Mémoire vivante du massacre de Thiaroye
À 86 ans, Biram Senghor est le dernier lien vivant entre le massacre de Thiaroye et les générations d’aujourd’hui. Ce vieil homme à la démarche hésitante, appuyé sur une canne, incarne la lutte pour la vérité et la justice concernant l’un des épisodes les plus sombres de l’histoire coloniale française.
Sous sa véranda à Diakhao, une petite bourgade sénégalaise au cœur du Sine, Biram Senghor raconte inlassablement l’histoire de son père, M’Bap Senghor, tirailleur sénégalais abattu le 1er décembre 1944 par l’armée coloniale française.
«Grand-mère m’a dit : “Ton père est mort”»
Il avait à peine six ans lorsque son père a été tué dans le camp militaire de Thiaroye, près de Dakar. M’Bap Senghor, comme des centaines d’autres tirailleurs africains ayant combattu pour la France pendant la Seconde Guerre mondiale, réclamait le paiement de ses arriérés de solde. Ce geste de revendication légitime a été violemment réprimé par l’armée coloniale : les soldats ont été désarmés, puis abattus, leurs corps jetés dans une fosse commune.
« Grand-mère m’a dit : “Ton père est mort.” Je ne savais même pas ce que cela signifiait, » se souvient Biram, dont les souvenirs d’enfance sont hantés par ce drame. Il n’a jamais pu revoir le corps de son père, seulement quelques objets lui rappellent son existence : une photo froissée et jaunie, un matricule (32 124), et les récits douloureux d’une famille brisée.
Malgré son âge avancé et la perte de sa vue, Biram Senghor n’a jamais renoncé à obtenir justice pour son père et les autres victimes de Thiaroye. « La France doit s’excuser, indemniser les familles et reconnaître pleinement la responsabilité de ce crime », martèle-t-il.
Un combat de plusieurs décennies
Son combat a commencé très tôt, dès 1948, lorsqu’il accompagnait sa mère à des convocations administratives sans résultats. À partir des années 1970, il s’adresse aux présidents sénégalais et français, espérant une reconnaissance officielle. En 1982, il écrit à François Mitterrand, mais ses efforts sont systématiquement ignorés ou balayés.
En 2013, son combat trouve un nouvel élan grâce à l’historienne française Armelle Mabon, qui exhume les archives du massacre et l’aide à faire avancer sa cause. En 2024, une victoire partielle est obtenue : M’Bap Senghor et cinq autres tirailleurs sont reconnus « Morts pour la France ». Mais pour Biram, cela reste insuffisant : « Ils veulent enterrer cette affaire comme ils ont enterré mon père. Je ne peux pas l’accepter. »

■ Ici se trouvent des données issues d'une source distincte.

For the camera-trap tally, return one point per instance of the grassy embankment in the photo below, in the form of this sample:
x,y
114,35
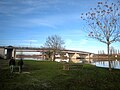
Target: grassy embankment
x,y
46,75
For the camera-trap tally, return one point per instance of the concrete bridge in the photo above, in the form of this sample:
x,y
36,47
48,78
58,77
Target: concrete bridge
x,y
71,55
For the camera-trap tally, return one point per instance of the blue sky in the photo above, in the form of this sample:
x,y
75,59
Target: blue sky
x,y
30,22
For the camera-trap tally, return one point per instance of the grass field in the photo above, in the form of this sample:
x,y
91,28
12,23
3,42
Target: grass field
x,y
47,75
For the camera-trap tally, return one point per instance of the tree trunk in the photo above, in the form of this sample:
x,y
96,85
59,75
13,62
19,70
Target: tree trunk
x,y
109,56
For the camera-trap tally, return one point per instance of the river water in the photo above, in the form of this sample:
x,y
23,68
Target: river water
x,y
115,64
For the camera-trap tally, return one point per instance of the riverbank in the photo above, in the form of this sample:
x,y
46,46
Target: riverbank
x,y
47,75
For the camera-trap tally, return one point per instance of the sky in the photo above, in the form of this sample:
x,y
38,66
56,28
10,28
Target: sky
x,y
29,22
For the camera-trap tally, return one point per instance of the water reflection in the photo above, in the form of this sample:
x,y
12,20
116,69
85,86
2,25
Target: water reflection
x,y
114,64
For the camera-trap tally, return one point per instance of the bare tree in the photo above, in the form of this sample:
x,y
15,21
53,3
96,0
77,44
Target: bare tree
x,y
104,22
55,43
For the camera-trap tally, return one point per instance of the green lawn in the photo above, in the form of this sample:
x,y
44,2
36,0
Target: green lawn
x,y
46,75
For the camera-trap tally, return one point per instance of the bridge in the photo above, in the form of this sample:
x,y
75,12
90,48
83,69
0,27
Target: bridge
x,y
9,51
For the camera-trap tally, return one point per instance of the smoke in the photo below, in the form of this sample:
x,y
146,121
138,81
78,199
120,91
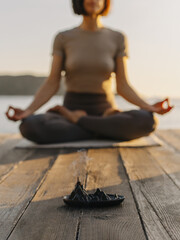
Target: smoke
x,y
81,166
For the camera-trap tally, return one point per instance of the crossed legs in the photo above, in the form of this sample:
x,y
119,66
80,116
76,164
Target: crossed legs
x,y
55,128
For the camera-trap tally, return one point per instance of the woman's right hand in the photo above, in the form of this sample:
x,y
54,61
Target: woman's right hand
x,y
19,114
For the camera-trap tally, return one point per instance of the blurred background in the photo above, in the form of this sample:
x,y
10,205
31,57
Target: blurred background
x,y
27,33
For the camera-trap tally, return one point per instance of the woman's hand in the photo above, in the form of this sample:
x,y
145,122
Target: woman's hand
x,y
159,108
18,113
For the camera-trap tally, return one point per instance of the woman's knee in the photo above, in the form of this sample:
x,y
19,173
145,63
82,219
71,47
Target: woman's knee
x,y
30,127
149,122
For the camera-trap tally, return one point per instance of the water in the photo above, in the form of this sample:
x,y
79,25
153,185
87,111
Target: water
x,y
170,120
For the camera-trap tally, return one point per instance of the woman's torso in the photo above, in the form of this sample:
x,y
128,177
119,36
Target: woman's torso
x,y
89,60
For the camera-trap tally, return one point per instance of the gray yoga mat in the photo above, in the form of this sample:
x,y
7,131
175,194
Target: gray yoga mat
x,y
146,141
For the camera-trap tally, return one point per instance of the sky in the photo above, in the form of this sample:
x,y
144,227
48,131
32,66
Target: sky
x,y
152,28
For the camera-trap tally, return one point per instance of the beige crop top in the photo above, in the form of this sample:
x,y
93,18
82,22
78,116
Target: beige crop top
x,y
89,58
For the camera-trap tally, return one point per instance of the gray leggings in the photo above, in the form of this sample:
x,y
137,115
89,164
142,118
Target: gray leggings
x,y
54,128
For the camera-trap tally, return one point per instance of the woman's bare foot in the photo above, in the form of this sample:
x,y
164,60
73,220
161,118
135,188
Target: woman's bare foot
x,y
72,116
111,111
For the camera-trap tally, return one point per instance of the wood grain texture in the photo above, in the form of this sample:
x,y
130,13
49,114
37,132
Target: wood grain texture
x,y
157,196
171,137
118,222
18,189
47,217
169,162
10,157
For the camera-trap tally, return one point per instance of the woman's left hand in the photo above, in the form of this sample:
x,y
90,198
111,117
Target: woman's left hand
x,y
159,108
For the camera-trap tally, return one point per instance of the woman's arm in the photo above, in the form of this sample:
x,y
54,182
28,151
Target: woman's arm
x,y
49,87
127,92
46,91
123,87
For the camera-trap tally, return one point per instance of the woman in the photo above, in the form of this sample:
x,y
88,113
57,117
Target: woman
x,y
89,53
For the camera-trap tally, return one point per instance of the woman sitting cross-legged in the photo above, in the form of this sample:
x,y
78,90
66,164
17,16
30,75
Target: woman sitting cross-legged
x,y
89,54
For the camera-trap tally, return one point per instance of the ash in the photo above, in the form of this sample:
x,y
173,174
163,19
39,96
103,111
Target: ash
x,y
80,194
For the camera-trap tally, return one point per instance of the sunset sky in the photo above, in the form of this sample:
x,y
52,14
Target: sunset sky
x,y
152,28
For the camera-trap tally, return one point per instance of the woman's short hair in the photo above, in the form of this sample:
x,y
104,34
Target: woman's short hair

Aujourd’hui, Biram Senghor ne lutte pas seulement pour lui-même. Il porte la mémoire de tous les tirailleurs massacrés à Thiaroye. « C’est un devoir de vérité. Ces hommes ont sacrifié leur vie pour une cause qui les a trahis. Leurs corps reposent dans des fosses communes, sans sépulture digne. C’est une insulte à leur mémoire », a-t-il déclaré.
Un appel universel à la justice
Derrière ses lunettes noires, Biram Senghor est un homme déterminé, habité par une mission qu’il n’abandonnera pas, malgré les années et les épreuves. Chaque année, jusqu’à ce que la cécité l’en empêche, il se rendait au cimetière de Thiaroye, un lieu de recueillement devenu symbole de son combat. Biram Senghor incarne une lutte plus grande que lui : celle contre l’oubli et pour la reconnaissance des crimes coloniaux. « La France sait ce qui s’est passé, mais elle refuse de l’admettre pleinement. Elle doit ouvrir les archives et faire face à son passé », soutient-il.
À quelques jours des commémorations du 80ᵉ anniversaire du massacre de Thiaroye, Biram Senghor est invité à la cérémonie officielle. Mais pour lui, ces hommages symboliques ne suffisent pas : « Ce que je veux, c’est la vérité, les excuses et des réparations pour ma famille et toutes celles des victimes. »
Son combat est un rappel que les blessures du passé colonial restent ouvertes tant qu’elles ne sont pas reconnues et réparées. À travers sa voix, les tirailleurs massacrés à Thiaroye continuent de réclamer justice, 79 ans après leur mort.